I’m not saying that I was abused, at all. But what I do find interesting is that while my parents hurt me, I always try to find excuses for their behaviour. My dad was brutalised by my granddad. My mum’s dad was controlling. They had grown up without an accurate understanding of what parental love was. And so on. I’m now at a point when I can say that I understand these things happened without finding anything within them that excuses how I was treated when I most needed help and support. You don’t treat another human being like that, least of all your own son.

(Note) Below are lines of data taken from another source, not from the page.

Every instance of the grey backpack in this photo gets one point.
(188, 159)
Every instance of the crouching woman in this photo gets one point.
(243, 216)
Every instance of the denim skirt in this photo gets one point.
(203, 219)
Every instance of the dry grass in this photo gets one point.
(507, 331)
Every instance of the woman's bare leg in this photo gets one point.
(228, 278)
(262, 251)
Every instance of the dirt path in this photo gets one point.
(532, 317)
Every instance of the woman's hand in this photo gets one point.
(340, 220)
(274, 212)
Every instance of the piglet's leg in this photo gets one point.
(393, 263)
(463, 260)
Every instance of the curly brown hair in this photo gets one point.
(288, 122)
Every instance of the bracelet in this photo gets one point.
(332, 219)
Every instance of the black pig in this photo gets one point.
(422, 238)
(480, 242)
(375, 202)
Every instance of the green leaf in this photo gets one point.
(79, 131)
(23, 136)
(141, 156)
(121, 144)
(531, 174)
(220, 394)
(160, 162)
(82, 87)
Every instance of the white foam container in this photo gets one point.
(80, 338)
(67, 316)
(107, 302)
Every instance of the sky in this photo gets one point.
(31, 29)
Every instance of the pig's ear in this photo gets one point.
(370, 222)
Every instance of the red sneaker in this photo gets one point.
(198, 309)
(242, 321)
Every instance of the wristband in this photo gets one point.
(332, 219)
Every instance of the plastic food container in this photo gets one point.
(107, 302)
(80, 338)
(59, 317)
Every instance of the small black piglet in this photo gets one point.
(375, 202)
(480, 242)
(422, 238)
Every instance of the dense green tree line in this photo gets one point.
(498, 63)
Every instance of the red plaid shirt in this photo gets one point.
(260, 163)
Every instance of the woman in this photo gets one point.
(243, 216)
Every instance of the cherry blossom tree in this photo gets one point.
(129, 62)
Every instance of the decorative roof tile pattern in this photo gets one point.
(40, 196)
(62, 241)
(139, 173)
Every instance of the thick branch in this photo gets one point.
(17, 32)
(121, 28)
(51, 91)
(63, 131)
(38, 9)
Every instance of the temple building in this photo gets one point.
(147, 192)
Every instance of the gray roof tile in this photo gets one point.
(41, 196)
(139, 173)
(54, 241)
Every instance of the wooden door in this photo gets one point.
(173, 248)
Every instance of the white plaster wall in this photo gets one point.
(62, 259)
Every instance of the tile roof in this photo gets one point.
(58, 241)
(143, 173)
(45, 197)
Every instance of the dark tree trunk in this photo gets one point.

My journey out of hell took a long, long time. I read a lot of books in which the person who had depression seemed to be ill for six months, and then to be pretty much fine. Don’t believe it. If your depression is accentuated by how you live, then it’ll last, in its sharpest and most horrific form for as long as there’s something there which you need to change. This changed happened slowly, with a hundred ways out that I thought were the answer but which turned out to be dead ends and many people who I wanted to offer me a way out, but who were human beings, just like me. If you’re in your own hell, for pity’s sakes, hold on. Just for a minute. And then another minute. And another minute.

At some point in the holding on, stuff changes. And then it changes back, and you’re desperately ill again. But one of the changes sticks. Then, some while later, another one does. It takes months and years to get anywhere you want to be and your life gets better in tiny increments. When you change, and this is the hardest part, the people you had with you at the start of the journey might not understand where you are or what you’ve become.

There’s nobody closer to me, in a biological sense, than my mum and dad. I’m half of each, if we’re talking about DNA. But for all the rungs of the ladder that led out of my hell, from qualifying as a Street Pastor to becoming a Quaker, have either mystified my parents or met with overt hostility, which hurts, as though any deviation from the person they’d rather I was is to be resisted. I’m still, just, a writer, which is something my mum said I may need to stop doing if I want to get better and I know that there’s no alternative to being the person I am, because I’ve seen what the alternative looks like. This is all we have.